Mars 2016, Séoul – AlphaGo, le programme informatique d’apprentissage profond développé par Google DeepMind, bat Lee Sedol, considéré comme l’un des meilleurs joueurs professionnels mondiaux de go. Pour atteindre ce résultat, AlphaGo a eu recours à des techniques de calculs nécessitant d’alimenter en énergie plus de mille unités centrales de calculs (CPU) et plus de cent unités graphiques de calculs (GPU). Or, un ordinateur commun contenant quatre CPUs et un GPU consomme en moyenne 200 watts… cela donne une idée du nombre de watts nécessaires pour alimenter un programme comme AlphaGo ! En comparaison, le cerveau de Lee Sedol consommait quant à lui une puissance moyenne continue d’environ 20 watts.

Cet exemple illustre bien la quantité d’énergie nécessaire au fonctionnement des programmes informatiques. Le développement croissant de l’intelligence artificielle implique donc de trouver des solutions pour minimiser cette consommation énergétique, afin de limiter l’impact environnemental de ces nouvelles technologies.

Depuis environ un an, François Leduc-Primeau, professeur adjoint au Département de génie électrique de Polytechnique Montréal et professeur IVADO, dirige justement des travaux de recherche visant à développer un accélérateur de calcul capable de réduire significativement la consommation énergétique des systèmes informatiques utilisant des techniques d’apprentissage profond.

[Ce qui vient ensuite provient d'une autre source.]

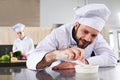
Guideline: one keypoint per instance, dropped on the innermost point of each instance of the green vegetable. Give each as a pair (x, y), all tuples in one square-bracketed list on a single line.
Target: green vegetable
[(17, 54)]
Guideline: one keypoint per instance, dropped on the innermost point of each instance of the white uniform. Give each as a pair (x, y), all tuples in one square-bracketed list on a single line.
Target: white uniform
[(25, 45), (61, 38)]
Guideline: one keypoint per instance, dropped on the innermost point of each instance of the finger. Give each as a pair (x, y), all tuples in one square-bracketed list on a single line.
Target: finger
[(81, 54)]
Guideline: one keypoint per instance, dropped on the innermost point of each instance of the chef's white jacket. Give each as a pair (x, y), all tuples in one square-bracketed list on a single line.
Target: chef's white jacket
[(61, 38), (25, 45)]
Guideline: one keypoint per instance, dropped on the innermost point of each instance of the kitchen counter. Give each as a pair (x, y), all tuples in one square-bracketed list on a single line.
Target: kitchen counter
[(18, 63), (21, 73)]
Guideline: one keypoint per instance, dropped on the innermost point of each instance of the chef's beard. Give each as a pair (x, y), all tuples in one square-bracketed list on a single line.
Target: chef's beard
[(81, 43)]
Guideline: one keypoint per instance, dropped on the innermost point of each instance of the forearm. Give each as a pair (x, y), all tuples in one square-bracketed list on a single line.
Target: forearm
[(47, 60)]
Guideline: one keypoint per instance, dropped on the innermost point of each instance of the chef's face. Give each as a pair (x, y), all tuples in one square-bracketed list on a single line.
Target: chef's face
[(84, 35), (20, 35)]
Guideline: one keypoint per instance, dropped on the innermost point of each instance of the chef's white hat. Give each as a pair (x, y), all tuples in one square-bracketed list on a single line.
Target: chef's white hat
[(18, 27), (93, 15)]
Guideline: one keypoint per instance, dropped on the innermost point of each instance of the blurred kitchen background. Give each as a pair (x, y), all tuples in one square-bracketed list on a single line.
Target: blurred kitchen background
[(41, 16)]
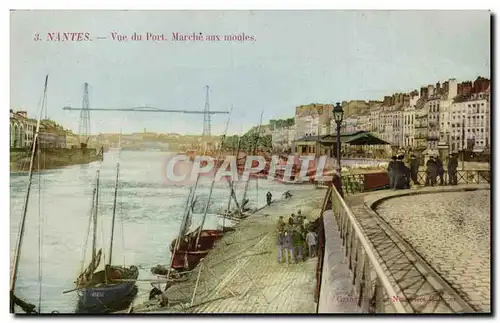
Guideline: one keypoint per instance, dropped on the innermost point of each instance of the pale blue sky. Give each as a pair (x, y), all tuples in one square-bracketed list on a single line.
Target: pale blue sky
[(299, 57)]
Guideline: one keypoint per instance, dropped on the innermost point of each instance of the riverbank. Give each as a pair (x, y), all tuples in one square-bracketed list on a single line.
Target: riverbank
[(52, 159), (241, 274)]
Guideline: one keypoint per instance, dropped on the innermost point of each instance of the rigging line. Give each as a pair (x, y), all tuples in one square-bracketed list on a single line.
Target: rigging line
[(40, 236), (122, 224), (22, 223), (86, 241)]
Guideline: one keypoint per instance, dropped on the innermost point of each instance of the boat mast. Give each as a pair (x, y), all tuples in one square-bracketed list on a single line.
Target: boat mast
[(22, 224), (114, 215), (231, 185), (94, 235), (213, 180), (254, 152)]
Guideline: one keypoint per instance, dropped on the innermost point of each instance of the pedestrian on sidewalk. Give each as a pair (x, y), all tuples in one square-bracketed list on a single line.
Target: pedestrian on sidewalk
[(311, 241), (280, 245), (298, 242), (281, 224), (452, 170), (269, 197), (432, 170), (414, 169), (440, 170), (289, 248), (390, 171)]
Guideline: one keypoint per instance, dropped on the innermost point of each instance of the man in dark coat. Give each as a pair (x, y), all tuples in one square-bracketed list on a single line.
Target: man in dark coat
[(390, 171), (269, 197), (414, 169), (440, 170), (401, 174), (452, 169), (432, 170)]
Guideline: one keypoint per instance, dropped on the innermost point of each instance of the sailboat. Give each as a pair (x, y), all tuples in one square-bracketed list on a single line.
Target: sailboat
[(118, 149), (115, 286), (190, 247), (14, 300)]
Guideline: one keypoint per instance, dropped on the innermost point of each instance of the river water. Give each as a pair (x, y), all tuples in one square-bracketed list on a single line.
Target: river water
[(149, 213)]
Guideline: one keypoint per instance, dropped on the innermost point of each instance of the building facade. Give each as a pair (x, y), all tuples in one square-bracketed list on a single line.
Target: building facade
[(23, 129)]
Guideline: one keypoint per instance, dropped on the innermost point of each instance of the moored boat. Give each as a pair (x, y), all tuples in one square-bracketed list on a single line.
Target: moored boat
[(110, 289)]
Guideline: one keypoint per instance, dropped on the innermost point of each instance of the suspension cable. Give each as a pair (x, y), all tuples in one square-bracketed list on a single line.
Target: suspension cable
[(40, 236)]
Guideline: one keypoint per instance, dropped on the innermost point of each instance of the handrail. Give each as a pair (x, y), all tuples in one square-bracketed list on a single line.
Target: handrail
[(346, 234), (354, 183)]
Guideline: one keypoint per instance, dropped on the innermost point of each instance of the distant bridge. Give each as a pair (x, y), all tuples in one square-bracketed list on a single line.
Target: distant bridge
[(151, 109)]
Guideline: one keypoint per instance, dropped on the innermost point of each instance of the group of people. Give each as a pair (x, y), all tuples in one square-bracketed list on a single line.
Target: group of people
[(296, 240), (400, 175)]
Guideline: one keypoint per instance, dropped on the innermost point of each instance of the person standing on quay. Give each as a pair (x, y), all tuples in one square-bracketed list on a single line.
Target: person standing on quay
[(431, 172), (269, 197), (280, 245), (298, 242), (311, 243), (414, 169), (452, 170), (289, 248), (390, 171), (440, 170)]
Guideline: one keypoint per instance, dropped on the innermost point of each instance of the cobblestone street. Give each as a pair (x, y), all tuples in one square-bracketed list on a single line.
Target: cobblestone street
[(451, 231)]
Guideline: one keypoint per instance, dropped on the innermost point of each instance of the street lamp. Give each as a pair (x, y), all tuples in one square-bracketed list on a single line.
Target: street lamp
[(338, 116)]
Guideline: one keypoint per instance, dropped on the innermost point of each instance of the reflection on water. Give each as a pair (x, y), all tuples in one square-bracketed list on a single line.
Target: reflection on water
[(148, 218)]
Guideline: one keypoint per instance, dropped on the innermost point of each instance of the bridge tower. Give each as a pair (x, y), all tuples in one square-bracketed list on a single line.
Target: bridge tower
[(207, 127), (84, 129)]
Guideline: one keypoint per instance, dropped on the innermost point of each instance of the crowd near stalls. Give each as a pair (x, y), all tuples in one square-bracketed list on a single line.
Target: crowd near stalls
[(402, 176)]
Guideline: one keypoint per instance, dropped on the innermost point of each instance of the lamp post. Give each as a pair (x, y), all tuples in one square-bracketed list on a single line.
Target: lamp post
[(338, 115)]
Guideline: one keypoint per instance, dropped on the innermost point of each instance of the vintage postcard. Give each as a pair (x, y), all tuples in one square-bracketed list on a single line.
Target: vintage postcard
[(250, 161)]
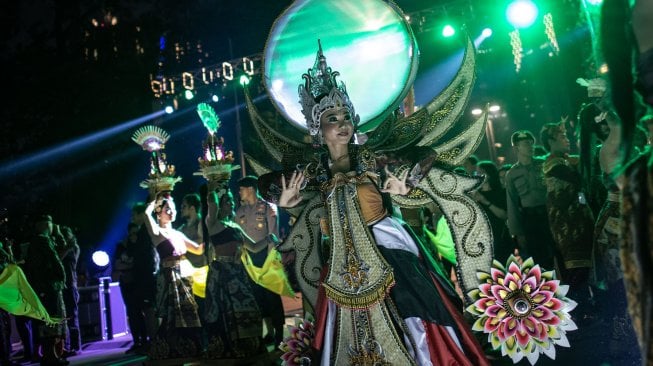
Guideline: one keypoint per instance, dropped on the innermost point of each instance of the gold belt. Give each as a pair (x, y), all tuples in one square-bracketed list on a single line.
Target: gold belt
[(171, 261)]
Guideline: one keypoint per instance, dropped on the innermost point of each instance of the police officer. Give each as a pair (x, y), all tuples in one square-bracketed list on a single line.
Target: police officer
[(526, 195), (258, 219)]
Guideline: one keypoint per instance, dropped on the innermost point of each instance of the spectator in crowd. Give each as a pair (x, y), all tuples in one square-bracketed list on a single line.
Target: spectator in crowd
[(69, 254), (46, 274), (492, 198), (526, 197), (258, 219)]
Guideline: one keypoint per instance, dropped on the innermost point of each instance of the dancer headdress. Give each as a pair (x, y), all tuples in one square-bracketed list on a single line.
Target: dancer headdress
[(321, 92), (161, 177), (215, 163)]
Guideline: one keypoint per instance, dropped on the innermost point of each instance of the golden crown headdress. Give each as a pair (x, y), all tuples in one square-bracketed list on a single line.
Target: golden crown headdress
[(321, 92), (161, 177), (216, 164)]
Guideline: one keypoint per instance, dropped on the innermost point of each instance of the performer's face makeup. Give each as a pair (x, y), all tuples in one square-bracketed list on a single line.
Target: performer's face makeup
[(524, 147), (168, 212), (226, 205), (337, 126)]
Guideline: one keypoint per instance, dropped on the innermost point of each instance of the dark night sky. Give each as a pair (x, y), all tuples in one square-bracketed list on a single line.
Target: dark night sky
[(58, 99)]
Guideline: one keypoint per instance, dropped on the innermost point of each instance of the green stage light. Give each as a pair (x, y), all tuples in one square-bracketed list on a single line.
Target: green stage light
[(521, 13), (448, 31), (188, 94), (244, 80)]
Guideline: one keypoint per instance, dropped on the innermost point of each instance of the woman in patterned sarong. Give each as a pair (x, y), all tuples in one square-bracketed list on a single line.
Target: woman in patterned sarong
[(231, 310)]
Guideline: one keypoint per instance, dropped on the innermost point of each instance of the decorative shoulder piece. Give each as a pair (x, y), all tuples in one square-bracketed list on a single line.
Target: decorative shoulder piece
[(215, 163), (321, 92), (161, 177), (596, 87)]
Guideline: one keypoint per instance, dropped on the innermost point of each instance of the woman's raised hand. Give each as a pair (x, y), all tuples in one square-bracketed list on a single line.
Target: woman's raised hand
[(150, 207), (290, 190), (394, 184)]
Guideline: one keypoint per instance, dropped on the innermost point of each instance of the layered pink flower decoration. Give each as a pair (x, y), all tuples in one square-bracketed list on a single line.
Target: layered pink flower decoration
[(523, 310), (297, 347)]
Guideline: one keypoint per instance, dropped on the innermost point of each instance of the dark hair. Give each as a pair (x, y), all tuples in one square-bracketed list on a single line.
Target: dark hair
[(539, 150), (521, 135), (586, 126), (248, 181), (646, 120), (491, 174), (505, 167), (139, 207), (460, 170), (193, 199), (549, 131)]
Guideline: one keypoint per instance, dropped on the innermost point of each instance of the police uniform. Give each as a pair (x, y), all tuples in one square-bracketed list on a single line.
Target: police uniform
[(258, 221), (527, 215)]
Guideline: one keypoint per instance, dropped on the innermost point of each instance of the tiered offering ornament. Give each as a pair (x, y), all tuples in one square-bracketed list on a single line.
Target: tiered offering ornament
[(162, 175), (297, 347), (216, 164), (523, 310)]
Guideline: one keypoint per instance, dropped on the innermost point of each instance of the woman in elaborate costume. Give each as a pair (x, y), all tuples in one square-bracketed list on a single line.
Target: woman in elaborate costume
[(175, 306), (380, 300), (234, 317)]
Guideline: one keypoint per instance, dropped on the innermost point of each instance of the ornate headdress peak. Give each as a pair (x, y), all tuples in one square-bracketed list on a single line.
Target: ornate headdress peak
[(162, 174), (321, 92), (216, 164)]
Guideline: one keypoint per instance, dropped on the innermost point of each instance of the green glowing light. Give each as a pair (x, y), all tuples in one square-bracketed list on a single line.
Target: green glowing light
[(244, 80), (448, 31), (521, 13), (376, 59)]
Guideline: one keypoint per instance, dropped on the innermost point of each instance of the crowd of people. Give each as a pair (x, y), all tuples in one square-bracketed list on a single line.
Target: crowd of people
[(387, 290)]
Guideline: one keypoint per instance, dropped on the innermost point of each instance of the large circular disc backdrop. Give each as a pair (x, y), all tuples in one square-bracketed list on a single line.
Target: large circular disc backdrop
[(368, 41)]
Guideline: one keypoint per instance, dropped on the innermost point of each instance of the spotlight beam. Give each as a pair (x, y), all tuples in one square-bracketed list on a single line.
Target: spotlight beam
[(51, 154)]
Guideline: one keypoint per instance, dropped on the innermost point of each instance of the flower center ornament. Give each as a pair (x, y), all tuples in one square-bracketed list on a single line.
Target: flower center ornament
[(524, 311)]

Ce projet faisant appel à deux expertises clés complexes, les circuits numériques et les réseaux de neurones profonds, la collaboration entre spécialistes de ces différents domaines est cruciale.

L’intelligence artificielle attire de plus en plus l’attention et les préoccupations environnementales ne cessent de croître : dans ce contexte, c’est excitant de pouvoir travailler sur un projet qui associe deux grands enjeux du moment.

François Leduc-Primeau

Professeur adjoint, Polytechnique Montréal

À l’origine de ce projet, un parallèle inspiré du milieu des télécommunications, secteur dans lequel François a travaillé plusieurs années. Les systèmes de télécommunications utilisent en effet des codes de corrections d’erreurs permettant de garantir la bonne réception d’un message malgré tout le « bruit », autrement dit, toutes les perturbations qu’il pourrait rencontrer lors de son acheminement de l’émetteur vers le récepteur. Prenons un exemple imagé : nous sommes deux personnes dans un bar bruyant, tentant d’avoir une conversation. Le bruit ambiant m’empêche de comprendre distinctement chaque mot, mais je parviens à capter le sens de ce que dit mon interlocuteur. À la table derrière nous se trouvent deux ordinateurs tentant de dialoguer en langage binaire 0 – 1 : faute d’intuition, il leur est difficile de déterminer si « 0110100001101001 » est un mot valide ou non. Pour pallier au bruit ambiant et faciliter l’échange entre ces deux machines, il serait possible d’intégrer à leurs programmes des codes de correction d’erreurs, une sorte de dictionnaire contenant un langage redondant, où certaines séquences de symboles seraient autorisées et d’autres non. Grâce à ce langage, nos deux ordinateurs pourront mieux se comprendre, de la même façon que nous parvenons à saisir le sens d’une phrase à partir de quelques mots.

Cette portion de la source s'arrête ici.